On Wednesday, Boston Mayor Marty Walsh released his budget proposal for fiscal year 2021, which will begin on July 1.
We may be in the midst of a historic public health emergency, but the Mayor's budget proposal is a reminder that municipal officials across the Commonwealth are still attending to the quotidian affairs of government. The budget reflects an apparent expectation that projects such as a bus-focused redesign of Blue Hill Avenue (pictured above) and the city's Connect Downtown project are still going still move forward in the coming months.
The city’s GoBoston 2030 report, adopted in 2017, set a goal of cutting car traffic in half by 2030, and the Mayor recently reaffirmed that goal as a key part of the city's climate action plan. However, there has been no progress on that benchmark to date and the amount of traffic in the city has actually increased over the past decade. When the next fiscal year is over, the city will have just eight more years to meet that goal.
Here are some of the highlights from the mayor's budget for transportation projects and programs (you can download the complete Public Works Department and Boston Transportation Department budget documents here):
- Mayor Walsh has proposed an increased budget for the Boston Transportation Department's planning staff, who oversee major initiatives like the city's bus transit priority efforts, street redesigns, and active transportation projects. Under Walsh's proposal, the Department's Policy and Planning Division payroll would grow from $1.4 million in the current fiscal year to $1.6 million next year.
- The budget authorizes $1 million for future Bluebikes station expansions. The proposed funding would add "11 new stations and 440 new bikes, mostly across Hyde Park, Mattapan, and Dorchester," according to budget documents.
- $3 million has been budgeted for the construction of new dedicated bus lanes in the coming year, including "Summer Street, Columbus Avenue and Warren Street."Another $260,000 has been earmarked for "an action plan and implementation program for rapid bus transit between North Station and the Seaport," a concept that could utilize new bus lanes on Summer Street through the Seaport.
- Several other items in the capital budget could advance the city's ambitious plans for bus rapid transit on Warren Street and Blue Hill Avenue (pictured above), including funds for the reconstruction of "Warren Street and Blue Hill Avenue from Nubian Square to Talbot Avenue," plus funding for additional planning and outreach work.The Department of Public Works has also budgeted $5.5 million in the proposed five-year capital plan to "repave and restripe the entire Blue Hill Avenue corridor from Mattapan to Roxbury."
The city expects to spend $1 million in the coming year for advanced design of the Commonwealth Avenue Phase 3B project, which would reconfigure the Avenue near Harvard Ave. in Allston. An earlier conceptual design (pictured at right) proposed replacing the "carriage road" parking area at this intersection with a generous new public plaza, plus new cycle tracks that would eventually connect to the facilities built through the Boston University campus last year. A total of $10 million is being budgeted for the project in the city's five-year capital plan.

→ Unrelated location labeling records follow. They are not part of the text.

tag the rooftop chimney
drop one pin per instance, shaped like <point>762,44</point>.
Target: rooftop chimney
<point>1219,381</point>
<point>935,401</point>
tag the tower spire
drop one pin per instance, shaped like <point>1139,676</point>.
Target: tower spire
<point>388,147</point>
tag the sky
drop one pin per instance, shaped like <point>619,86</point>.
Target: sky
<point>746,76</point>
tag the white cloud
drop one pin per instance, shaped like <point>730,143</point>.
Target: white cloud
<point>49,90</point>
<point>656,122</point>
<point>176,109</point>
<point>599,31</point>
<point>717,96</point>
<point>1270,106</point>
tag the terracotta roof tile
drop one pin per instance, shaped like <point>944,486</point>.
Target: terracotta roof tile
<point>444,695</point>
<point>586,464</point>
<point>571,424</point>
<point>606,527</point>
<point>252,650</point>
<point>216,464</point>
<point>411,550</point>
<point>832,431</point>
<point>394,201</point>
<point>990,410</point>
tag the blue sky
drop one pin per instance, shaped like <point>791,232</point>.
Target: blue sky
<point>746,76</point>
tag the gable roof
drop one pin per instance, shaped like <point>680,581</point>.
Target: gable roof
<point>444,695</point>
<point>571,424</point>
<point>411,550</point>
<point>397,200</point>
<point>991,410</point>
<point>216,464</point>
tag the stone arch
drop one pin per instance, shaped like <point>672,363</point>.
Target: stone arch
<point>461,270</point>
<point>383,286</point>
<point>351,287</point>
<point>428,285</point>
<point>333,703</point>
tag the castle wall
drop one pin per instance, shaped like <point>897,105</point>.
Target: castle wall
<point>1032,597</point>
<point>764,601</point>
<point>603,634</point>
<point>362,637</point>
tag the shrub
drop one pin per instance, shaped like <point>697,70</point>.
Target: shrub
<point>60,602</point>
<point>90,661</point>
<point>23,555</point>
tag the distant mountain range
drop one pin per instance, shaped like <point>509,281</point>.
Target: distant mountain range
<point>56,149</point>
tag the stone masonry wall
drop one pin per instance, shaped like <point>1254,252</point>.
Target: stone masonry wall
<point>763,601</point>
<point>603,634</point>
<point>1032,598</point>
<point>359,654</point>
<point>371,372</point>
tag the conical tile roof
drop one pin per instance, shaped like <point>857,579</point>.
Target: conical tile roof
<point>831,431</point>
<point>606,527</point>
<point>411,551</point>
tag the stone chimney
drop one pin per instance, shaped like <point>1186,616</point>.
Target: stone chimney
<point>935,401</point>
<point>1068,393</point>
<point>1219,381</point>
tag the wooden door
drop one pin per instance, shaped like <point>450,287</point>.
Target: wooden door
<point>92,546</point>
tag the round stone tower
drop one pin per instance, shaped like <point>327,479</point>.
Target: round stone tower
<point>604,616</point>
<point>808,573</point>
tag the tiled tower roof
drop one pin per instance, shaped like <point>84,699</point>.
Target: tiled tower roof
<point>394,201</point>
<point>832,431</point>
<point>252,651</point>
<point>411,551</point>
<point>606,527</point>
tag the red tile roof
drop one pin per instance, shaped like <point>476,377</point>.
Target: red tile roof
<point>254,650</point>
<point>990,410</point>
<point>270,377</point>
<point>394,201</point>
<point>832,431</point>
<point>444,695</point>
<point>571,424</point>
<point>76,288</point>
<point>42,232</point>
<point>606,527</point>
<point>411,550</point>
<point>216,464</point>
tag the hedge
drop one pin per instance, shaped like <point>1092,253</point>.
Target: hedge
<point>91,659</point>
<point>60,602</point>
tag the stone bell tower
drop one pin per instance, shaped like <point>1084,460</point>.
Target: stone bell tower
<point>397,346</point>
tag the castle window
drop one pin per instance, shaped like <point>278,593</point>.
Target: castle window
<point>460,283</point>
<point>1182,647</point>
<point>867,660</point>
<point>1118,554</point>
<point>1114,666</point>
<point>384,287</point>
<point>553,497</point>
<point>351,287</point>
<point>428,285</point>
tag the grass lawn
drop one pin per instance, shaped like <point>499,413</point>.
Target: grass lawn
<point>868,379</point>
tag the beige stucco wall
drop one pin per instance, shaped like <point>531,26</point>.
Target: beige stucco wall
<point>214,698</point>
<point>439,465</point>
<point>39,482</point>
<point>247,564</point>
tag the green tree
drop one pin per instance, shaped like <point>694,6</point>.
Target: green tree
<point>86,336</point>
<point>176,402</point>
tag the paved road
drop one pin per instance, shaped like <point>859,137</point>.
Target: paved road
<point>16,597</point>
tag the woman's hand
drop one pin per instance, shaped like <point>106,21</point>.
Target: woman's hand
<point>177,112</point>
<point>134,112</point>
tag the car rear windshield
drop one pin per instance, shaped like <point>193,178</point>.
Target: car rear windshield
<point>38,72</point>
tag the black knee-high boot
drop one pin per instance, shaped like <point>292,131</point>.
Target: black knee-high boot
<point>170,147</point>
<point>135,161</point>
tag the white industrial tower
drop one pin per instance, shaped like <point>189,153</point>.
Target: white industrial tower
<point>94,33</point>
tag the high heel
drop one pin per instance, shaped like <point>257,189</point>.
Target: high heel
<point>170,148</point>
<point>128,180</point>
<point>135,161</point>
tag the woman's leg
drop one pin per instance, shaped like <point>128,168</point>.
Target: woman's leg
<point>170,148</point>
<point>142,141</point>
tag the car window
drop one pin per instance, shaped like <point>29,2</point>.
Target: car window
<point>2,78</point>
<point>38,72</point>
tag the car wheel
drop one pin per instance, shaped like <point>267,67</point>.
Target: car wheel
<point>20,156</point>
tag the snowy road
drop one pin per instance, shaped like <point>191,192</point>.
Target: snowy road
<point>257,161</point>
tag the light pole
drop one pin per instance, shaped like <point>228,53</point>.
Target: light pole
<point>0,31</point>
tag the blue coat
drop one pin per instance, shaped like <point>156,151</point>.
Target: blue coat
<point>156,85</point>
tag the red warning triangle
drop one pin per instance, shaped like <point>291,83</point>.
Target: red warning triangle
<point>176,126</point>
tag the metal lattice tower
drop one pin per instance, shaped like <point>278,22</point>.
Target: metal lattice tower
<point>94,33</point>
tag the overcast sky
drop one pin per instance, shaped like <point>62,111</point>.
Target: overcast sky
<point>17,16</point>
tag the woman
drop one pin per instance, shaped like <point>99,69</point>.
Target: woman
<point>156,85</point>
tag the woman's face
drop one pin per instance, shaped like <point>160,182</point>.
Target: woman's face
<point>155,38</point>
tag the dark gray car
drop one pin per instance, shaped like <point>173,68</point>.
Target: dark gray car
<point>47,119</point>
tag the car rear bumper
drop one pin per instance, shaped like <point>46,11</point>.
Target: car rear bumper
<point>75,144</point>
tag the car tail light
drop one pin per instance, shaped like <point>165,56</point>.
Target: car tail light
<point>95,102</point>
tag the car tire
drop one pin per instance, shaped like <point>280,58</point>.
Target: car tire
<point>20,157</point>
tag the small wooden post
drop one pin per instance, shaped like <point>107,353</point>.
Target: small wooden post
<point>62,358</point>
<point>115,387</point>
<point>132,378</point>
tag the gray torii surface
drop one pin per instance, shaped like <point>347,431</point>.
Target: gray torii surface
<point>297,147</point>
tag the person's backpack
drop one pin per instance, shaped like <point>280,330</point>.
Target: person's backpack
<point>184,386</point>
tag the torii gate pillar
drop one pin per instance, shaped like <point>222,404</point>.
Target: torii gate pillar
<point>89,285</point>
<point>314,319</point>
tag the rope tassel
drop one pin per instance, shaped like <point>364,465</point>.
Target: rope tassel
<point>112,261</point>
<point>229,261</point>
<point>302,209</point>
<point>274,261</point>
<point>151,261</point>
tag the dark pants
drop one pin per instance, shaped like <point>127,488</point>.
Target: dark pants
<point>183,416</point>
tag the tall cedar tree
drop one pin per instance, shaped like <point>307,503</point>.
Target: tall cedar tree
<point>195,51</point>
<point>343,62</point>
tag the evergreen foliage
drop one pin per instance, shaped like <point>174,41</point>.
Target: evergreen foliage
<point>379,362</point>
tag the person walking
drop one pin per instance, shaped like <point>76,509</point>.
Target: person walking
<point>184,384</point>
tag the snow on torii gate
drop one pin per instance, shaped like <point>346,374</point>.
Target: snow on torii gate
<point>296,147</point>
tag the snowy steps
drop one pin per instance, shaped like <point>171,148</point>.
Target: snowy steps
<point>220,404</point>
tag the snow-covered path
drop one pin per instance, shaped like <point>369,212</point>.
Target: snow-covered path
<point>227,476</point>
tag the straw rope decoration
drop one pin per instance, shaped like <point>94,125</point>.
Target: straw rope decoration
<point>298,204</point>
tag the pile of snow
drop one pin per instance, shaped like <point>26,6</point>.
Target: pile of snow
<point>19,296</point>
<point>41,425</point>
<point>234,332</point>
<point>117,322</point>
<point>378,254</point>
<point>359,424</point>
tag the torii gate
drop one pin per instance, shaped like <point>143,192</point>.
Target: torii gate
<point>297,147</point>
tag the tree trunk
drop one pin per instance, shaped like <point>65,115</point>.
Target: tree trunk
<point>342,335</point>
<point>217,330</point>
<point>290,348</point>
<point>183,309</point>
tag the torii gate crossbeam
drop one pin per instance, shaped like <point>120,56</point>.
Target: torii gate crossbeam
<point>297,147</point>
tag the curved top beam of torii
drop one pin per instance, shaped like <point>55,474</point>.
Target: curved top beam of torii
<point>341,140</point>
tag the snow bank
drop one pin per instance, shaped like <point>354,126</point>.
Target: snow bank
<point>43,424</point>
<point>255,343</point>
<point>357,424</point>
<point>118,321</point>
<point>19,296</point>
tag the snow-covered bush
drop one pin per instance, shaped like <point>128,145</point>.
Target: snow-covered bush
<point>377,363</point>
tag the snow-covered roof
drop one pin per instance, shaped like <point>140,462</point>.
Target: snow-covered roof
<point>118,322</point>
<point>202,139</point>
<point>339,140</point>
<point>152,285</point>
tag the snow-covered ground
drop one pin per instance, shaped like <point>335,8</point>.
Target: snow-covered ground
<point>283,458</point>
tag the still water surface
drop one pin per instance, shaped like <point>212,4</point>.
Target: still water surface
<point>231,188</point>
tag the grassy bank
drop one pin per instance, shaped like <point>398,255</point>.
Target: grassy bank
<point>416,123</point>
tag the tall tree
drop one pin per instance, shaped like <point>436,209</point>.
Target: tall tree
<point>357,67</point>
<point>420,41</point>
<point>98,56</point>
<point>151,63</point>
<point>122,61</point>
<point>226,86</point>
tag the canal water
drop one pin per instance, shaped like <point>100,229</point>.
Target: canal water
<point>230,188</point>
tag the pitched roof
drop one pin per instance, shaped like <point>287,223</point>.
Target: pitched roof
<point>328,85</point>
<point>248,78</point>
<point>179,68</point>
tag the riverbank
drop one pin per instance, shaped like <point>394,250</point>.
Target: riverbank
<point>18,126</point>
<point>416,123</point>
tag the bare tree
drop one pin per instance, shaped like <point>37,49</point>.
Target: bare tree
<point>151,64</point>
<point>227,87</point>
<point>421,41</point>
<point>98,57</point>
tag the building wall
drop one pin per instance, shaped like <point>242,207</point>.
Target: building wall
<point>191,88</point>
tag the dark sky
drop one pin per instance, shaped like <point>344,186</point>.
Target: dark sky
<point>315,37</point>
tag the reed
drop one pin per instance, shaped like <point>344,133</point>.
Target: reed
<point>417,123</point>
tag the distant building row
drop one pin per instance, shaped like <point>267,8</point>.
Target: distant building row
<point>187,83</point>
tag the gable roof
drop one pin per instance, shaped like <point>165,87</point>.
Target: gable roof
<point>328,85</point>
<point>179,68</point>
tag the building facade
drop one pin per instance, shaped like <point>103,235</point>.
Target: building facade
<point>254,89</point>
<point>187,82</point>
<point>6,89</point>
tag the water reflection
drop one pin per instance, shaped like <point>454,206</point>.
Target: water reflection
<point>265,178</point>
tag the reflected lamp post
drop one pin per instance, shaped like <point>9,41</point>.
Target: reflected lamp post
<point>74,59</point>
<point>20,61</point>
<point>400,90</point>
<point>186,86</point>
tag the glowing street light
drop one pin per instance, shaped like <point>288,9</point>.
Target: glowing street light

Another $1.7 million is budgeted in the five-year capital plan for ongoing design work on other segments of Commonwealth Avenue west of Packard's Corner.
In spite of widespread unemployment, the Walsh administration is not expecting any major impacts to its tax collections or city spending for the next year.
"In Boston, we have built our budget to be prepared for this uncertainty," said Mayor Walsh in a statement accompanying his proposal. The majority of the city's tax revenue comes from property taxes, which are relatively stable through recessions; the city also expects to get a modest boost in property tax collections from dozens of new construction projects that are still in progress.